Vio a Nehemiah Trot y vaciló un momento.
—¡Hola, joven Nad! —lo saludó el poeta—. Por lo que oigo, una gran excitación se ha adueñado de ti, y te aventuras por estos pagos cual cometa por el ignoto firmamento. ¿A qué debo el honor de esta visita, joven Nad?
—Quédese ahí —susurró Nad—, exactamente donde está en este momento, y mire lo que hay detrás de mí. Avíseme cuando se acerque.
Nad sorteó la tumba abierta de Carstairs y se detuvo, jadeando, como si necesitara recobrar el aliento; le daba la espalda a su perseguidor. Aguardó. Fueron tan sólo unos segundos, pero le parecieron una eternidad.
(«Ya viene, Nad. Lo tienes a unos veinte pasos», le previno Nehemiah Trot.)

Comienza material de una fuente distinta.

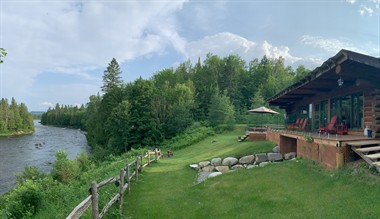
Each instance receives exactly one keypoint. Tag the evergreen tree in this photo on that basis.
(111, 77)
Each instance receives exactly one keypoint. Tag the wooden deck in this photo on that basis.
(369, 150)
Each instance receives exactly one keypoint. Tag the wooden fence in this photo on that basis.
(125, 174)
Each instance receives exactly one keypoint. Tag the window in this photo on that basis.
(349, 109)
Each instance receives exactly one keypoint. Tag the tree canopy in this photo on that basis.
(143, 113)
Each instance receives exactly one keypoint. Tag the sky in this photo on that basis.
(58, 49)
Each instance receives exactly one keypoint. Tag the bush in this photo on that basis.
(84, 162)
(64, 170)
(31, 173)
(24, 200)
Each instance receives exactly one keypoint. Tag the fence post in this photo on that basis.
(95, 198)
(148, 153)
(129, 181)
(121, 190)
(137, 168)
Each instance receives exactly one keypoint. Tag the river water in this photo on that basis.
(37, 149)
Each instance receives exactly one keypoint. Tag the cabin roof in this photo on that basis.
(347, 65)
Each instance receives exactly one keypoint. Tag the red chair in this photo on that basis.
(330, 128)
(303, 125)
(295, 125)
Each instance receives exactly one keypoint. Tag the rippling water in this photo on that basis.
(37, 149)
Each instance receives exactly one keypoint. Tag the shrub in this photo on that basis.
(31, 173)
(84, 162)
(64, 170)
(24, 200)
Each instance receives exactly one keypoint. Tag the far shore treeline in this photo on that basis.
(15, 118)
(215, 93)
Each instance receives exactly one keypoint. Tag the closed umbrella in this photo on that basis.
(263, 109)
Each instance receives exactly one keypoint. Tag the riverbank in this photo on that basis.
(18, 133)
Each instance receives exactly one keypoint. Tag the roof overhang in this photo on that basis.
(348, 65)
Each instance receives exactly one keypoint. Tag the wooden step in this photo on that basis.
(368, 149)
(363, 143)
(373, 156)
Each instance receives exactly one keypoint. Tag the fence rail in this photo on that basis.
(125, 173)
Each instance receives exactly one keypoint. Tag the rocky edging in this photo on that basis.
(218, 166)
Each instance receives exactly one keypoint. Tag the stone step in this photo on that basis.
(373, 156)
(363, 143)
(368, 149)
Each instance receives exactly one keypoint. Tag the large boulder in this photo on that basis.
(274, 157)
(259, 158)
(222, 169)
(194, 166)
(204, 163)
(216, 161)
(247, 159)
(208, 169)
(290, 155)
(229, 161)
(237, 166)
(214, 174)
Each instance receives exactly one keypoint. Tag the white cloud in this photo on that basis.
(47, 104)
(351, 1)
(363, 10)
(328, 44)
(53, 36)
(224, 44)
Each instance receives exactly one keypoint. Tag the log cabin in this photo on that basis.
(343, 94)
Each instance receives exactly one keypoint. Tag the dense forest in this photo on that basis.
(14, 118)
(215, 93)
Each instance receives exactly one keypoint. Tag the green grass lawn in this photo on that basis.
(292, 189)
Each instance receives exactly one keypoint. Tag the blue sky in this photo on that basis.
(58, 50)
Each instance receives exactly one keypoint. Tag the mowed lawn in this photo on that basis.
(291, 189)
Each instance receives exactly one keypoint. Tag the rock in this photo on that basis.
(208, 169)
(194, 166)
(216, 161)
(204, 163)
(290, 155)
(251, 166)
(259, 158)
(214, 174)
(202, 176)
(237, 166)
(229, 161)
(247, 159)
(222, 169)
(276, 149)
(275, 157)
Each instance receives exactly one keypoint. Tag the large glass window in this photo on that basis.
(349, 109)
(320, 114)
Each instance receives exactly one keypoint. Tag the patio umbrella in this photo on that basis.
(263, 109)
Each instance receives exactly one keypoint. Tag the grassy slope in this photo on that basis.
(297, 189)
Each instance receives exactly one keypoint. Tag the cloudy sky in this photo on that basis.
(59, 49)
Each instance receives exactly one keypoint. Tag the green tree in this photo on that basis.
(111, 77)
(221, 109)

El Jack que se hacía llamar Ketch vio al muchacho delante de él, y tiró con fuerza de los dos extremos de la cuerda negra. Esta había estrangulado un montón de cuellos, a lo largo de muchos años, y puesto fin a la vida de cuantos recibieron su mortal abrazo; era muy suave pero muy resistente, y completamente invisible para los rayos X.
Ketch meneó su bigotillo, pero mantenía inmóvil el resto del cuerpo. Tenía su presa a la vista y no quería espantarla; avanzó con lentitud, sigiloso como una sombra.
El chico se enderezó.
Jack Ketch dio otro paso. Las suelas de sus impecables zapatos negros se posaban sobre las hojas sin hacer apenas ruido.
(«¡Lo tienes justo detrás!», gritó Nehemiah Trot.)
Nad se dio la vuelta, y Jack Ketch se abalanzó sobre él…
Y el señor Ketch notó que el suelo desaparecía bajo sus pies. Trató de agarrarse con una mano, pero siguió cayendo unos seis metros más hasta estrellarse contra el ataúd de Carstairs. En la caída, rompió la tapa del ataúd y su propio tobillo.